Observing others and interacting is different in family or friends’ gatherings, being part of a group, or in other holiday fellowships. In these environments, where one is expected to be close, we see the rubber hitting the road and the gloves coming off, as the old adage goes.

Being in several such situations in recent days, even in our limited capacity with COVID, I spied a huge missing element in the lives of some guests of all ages. Where has the art of being gracious gone? Do we not teach “graciousness” any longer? Is it no longer in vogue to be kind, considerate, attentive to detail, and to honor others?

I am not a prude and I genuinely love people. Our home has always had an open door policy. And, Lord knows, I have fed thousands and will gladly cook and clean and make welcome again. But, kind or not, there are general rules of good behavior and graciousness.

If you are 20 or 30-something, have a job, can buy every new electronic toy on the market, dress in snazzy clothing, brag about who you have seen in concert, and generally act like Mr. Big, offer to contribute. Be gracious. Don’t show up empty handed. Ask the host or hostess what they need. You don’t have to cook. Bring the ice, the drinks, go by the bakery, pick up flowers, or at least offer to take out the darn trash.

These non-gracious folks I observed practically knocked others down to get to the food, piled the best meats high on already filled plates, left their used things where they emptied them, and not once offered to help.

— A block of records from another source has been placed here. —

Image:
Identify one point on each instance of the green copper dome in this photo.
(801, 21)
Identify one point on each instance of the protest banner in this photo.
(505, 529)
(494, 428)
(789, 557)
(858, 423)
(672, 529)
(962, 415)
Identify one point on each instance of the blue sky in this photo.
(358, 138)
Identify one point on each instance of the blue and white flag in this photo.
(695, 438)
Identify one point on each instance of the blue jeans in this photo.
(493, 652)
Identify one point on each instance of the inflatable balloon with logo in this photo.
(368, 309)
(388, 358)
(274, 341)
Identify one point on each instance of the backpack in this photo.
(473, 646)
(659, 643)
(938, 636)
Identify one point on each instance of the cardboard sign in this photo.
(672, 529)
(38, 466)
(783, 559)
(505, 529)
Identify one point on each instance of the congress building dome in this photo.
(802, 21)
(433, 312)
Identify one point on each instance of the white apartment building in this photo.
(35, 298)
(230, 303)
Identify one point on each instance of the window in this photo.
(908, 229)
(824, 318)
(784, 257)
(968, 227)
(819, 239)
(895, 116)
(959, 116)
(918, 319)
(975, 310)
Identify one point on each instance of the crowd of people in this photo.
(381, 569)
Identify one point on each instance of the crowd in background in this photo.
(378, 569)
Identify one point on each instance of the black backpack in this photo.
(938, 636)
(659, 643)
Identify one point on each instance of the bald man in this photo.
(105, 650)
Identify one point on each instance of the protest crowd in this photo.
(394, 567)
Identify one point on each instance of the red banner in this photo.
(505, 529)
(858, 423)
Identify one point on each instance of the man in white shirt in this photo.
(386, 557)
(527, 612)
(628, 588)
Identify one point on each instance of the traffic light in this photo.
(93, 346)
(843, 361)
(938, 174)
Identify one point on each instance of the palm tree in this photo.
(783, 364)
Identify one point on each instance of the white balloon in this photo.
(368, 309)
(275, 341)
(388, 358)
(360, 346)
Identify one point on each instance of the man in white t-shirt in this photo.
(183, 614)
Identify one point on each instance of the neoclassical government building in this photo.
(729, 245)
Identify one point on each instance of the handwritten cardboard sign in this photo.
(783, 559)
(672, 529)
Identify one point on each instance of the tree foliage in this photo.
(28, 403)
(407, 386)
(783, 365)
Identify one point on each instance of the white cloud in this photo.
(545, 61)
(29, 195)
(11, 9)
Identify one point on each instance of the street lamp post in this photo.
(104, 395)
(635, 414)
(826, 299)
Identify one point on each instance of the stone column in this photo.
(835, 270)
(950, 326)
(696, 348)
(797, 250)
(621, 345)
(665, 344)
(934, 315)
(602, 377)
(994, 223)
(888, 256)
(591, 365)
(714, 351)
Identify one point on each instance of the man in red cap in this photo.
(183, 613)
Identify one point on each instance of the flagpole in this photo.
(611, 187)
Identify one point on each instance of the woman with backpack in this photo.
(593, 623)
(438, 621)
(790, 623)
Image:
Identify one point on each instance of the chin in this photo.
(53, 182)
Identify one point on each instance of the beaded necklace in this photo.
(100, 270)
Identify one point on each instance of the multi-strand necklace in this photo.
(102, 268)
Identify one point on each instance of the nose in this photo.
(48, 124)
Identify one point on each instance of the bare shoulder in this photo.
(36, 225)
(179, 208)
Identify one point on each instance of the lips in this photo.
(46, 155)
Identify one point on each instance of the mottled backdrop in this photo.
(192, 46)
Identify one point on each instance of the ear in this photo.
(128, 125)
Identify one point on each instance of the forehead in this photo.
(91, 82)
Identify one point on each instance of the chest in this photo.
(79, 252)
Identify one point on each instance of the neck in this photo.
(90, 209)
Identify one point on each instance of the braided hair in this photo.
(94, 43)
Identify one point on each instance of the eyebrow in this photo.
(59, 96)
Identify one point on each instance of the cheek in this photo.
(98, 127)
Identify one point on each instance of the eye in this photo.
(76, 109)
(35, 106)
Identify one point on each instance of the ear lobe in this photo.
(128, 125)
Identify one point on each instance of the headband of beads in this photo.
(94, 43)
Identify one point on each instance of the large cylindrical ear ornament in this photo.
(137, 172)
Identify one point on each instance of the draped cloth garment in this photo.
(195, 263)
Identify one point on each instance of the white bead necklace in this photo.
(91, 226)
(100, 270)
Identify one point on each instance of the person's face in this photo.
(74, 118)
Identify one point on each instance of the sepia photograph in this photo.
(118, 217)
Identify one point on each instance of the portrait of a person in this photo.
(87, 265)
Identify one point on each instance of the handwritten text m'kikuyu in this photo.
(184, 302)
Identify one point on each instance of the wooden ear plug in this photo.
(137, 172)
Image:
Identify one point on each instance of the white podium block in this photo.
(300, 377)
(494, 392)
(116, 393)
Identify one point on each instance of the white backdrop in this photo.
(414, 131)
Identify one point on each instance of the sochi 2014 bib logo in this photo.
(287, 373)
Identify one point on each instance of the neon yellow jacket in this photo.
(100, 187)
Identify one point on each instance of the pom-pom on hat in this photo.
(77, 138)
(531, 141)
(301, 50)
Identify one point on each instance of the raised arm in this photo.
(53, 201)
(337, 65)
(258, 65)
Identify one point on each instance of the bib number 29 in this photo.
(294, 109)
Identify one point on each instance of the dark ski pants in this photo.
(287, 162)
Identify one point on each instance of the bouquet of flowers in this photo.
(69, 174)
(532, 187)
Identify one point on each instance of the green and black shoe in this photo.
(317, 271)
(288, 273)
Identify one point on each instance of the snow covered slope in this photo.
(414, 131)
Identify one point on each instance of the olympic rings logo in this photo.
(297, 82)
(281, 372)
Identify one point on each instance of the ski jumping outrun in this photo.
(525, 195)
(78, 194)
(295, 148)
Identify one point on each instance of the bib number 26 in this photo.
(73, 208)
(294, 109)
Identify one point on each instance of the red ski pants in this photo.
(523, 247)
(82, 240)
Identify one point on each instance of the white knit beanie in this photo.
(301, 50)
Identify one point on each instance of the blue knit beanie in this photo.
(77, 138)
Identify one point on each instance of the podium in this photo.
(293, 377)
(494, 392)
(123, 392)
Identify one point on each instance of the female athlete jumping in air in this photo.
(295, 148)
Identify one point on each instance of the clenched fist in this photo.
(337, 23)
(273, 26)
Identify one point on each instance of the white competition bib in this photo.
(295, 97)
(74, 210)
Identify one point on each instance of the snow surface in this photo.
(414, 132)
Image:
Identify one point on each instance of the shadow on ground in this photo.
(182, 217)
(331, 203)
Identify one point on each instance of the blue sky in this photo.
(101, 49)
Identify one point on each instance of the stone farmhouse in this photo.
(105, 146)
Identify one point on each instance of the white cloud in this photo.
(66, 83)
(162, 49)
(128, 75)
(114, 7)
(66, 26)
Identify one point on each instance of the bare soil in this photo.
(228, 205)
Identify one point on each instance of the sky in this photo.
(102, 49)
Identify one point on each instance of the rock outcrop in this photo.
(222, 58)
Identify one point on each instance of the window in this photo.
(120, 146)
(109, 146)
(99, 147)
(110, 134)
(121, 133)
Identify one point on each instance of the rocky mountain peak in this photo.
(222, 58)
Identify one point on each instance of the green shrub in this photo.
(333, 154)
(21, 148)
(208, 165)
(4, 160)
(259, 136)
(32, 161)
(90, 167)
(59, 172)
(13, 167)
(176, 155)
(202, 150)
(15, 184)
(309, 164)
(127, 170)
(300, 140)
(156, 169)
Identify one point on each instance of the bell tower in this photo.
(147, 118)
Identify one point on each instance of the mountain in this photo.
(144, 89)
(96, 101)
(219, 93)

Elders were not honored, and in fact, in one case, asked to move from a sofa where the young man wanted to sit. Before the food could be put away and areas cleaned, refrigerator doors were held open, looking for the next round.

My conclusion is that these folks were never taught to be gracious by anyone and we are paying the price now. A gracious person has learned to put others before himself and looks for ways to make others feel comfortable, appreciated, and valued. A gracious person knows to “wait his turn” and how to express thanks. A gracious person looks out for the comfort of others and is a thoughtful, contributing guest.

Practice being gracious and watch your family and social invitations soar. Continue to act in ungracious ways and learn to entertain yourself and stay home.

Brenda Cannon Henley can be reached at 409 781 8788, or
[email protected]

[This article was first published on Nov-30-2020]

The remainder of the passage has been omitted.